2013 - 05/28 [Tue] - 03:42

 橋下さん、今度は従軍慰安婦と在日米軍性処理発言の釈明の場として外国人記者クラブを選んで記者会見を行っていましたね。でも、たぶんこの様子を見ていた人のほとんどが、今回の釈明会見が橋下市長にとって事態を好転させる効果があったとは感じていないでしょう。
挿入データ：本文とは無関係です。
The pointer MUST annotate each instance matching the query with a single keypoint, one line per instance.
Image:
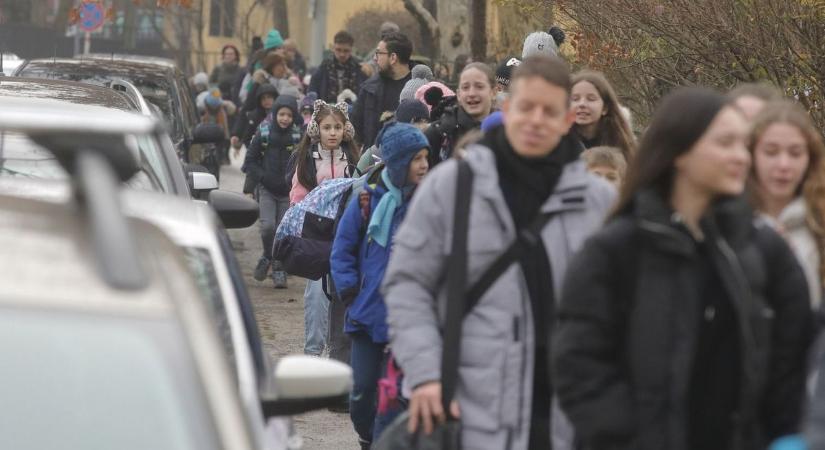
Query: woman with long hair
(326, 151)
(789, 184)
(600, 120)
(684, 323)
(475, 94)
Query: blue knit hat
(273, 40)
(399, 145)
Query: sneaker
(261, 269)
(279, 278)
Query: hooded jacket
(630, 319)
(268, 155)
(248, 120)
(358, 265)
(444, 133)
(497, 343)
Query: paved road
(280, 317)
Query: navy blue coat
(358, 265)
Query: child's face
(267, 101)
(418, 167)
(608, 173)
(332, 132)
(284, 117)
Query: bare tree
(478, 30)
(648, 47)
(430, 31)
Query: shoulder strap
(527, 238)
(456, 283)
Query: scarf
(334, 84)
(381, 220)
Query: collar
(729, 218)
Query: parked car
(153, 371)
(158, 79)
(162, 170)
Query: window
(222, 18)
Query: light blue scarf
(381, 220)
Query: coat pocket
(479, 387)
(511, 385)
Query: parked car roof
(67, 115)
(66, 91)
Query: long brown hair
(613, 129)
(304, 149)
(812, 187)
(680, 120)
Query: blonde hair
(606, 156)
(812, 187)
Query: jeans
(272, 209)
(316, 318)
(339, 342)
(369, 364)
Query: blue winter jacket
(358, 265)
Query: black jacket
(267, 159)
(248, 120)
(366, 113)
(319, 83)
(444, 133)
(629, 321)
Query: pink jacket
(328, 165)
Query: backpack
(303, 240)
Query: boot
(261, 269)
(279, 278)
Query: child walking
(266, 166)
(360, 254)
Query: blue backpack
(303, 240)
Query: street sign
(91, 16)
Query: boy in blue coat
(360, 254)
(266, 165)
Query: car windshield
(202, 267)
(156, 90)
(22, 157)
(74, 380)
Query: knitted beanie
(273, 40)
(200, 78)
(505, 70)
(420, 94)
(541, 43)
(421, 74)
(411, 110)
(399, 144)
(214, 99)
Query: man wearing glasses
(381, 91)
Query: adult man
(381, 91)
(526, 168)
(338, 73)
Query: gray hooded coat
(496, 362)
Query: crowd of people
(622, 293)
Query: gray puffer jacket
(496, 363)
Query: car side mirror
(303, 383)
(235, 210)
(208, 133)
(203, 181)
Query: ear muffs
(314, 130)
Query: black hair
(679, 122)
(399, 44)
(343, 37)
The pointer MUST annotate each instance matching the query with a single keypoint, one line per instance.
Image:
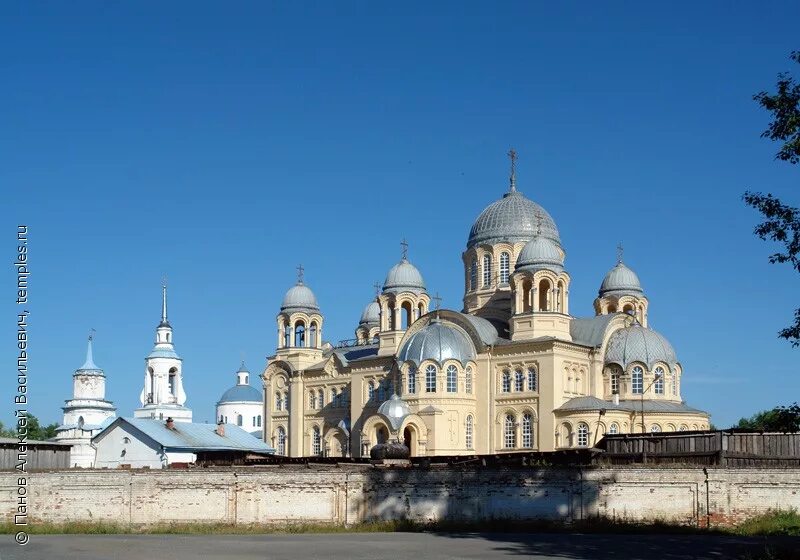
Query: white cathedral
(512, 371)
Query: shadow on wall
(426, 496)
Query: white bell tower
(163, 395)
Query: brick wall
(342, 496)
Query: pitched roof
(594, 403)
(191, 436)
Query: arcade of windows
(487, 271)
(431, 374)
(510, 431)
(522, 380)
(337, 398)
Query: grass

 正直な感想を言えば、今の橋下さんは人前で発言すればするほど墓穴を掘る状態。いや、墓穴を掘ると言うよりも、余計に問題を長引かせているだけのような感じです。弁護士としての性なのでしょうか、自分の主張はどうしても言わなければ気が済まないように見えますが、今の彼はその性格が完全に裏目に出ているように見えます。

 世の中、時にはほとぼりが冷めるまで黙りを決めたり、あまり問題に触れないこともひとつの策です。橋下市長は今までなんでも正面突破を試みて、相手を論破してきたのかも知れませんが、今回の問題についてはむやみに正面突破を試みて、なんでも面と向かって意見を交わせばよい、というものではないと思いますね。

 と、言いますのも、やはり女性蔑視につながりかねない発言について、全面撤回して謝罪するのであればまだしも、従軍慰安婦に関しては「日本だけがやっていたわけではない」という発言を貫こうとすることにはあまり固執しない方がよいと思いますねぇ。なぜなら、こういうセンシティブな問題に関しては、各国で様々に価値観が異なる可能性が高いからです。

 橋下市長は、この程度の意見は日本の中では通用する話だと思ったのでしょうが、残念ながらすべての言葉が彼の意図しているとおりに伝えられるわけではないですからね。仮にも大きな地方自治体の長の職にある立場なのですから、その発言がどのように曲解されて世の中に伝わる恐れがあるか、というところにまで慎重に判断して発言すべきだったと思いますね。

 一度口から出た言葉というのは、それが刺激的な言葉であればあるほど、訂正が難しくなるものです。にもかかわらず橋下市長は、さらにその主張を繰り返し述べて、自分の意見の正しさと、誤解を解こうと必死に説明を行うわけです。しかし、残念ながら彼の意図とは裏腹に、誤解を解こうと必死になればなるほど、むしろ不快に思っている人達の感情に油を注いでいるだけのような気がしますね。

 例えて言えば、夫のある発言に猛烈に腹を立ててしまった妻に対して、その怒りがおさまっていない状況にもかかわらず、必死で夫が自分の言動に関して、その正当性を延々と説明しているようなもの。タダでも感情的になり、腹が立っている相手に対して、そのうえさらに理詰めで「正しい、正しい」「悪くない、あなたは誤解しているよ」と言われたって、全然奥さんの感情はおさまりませんわね。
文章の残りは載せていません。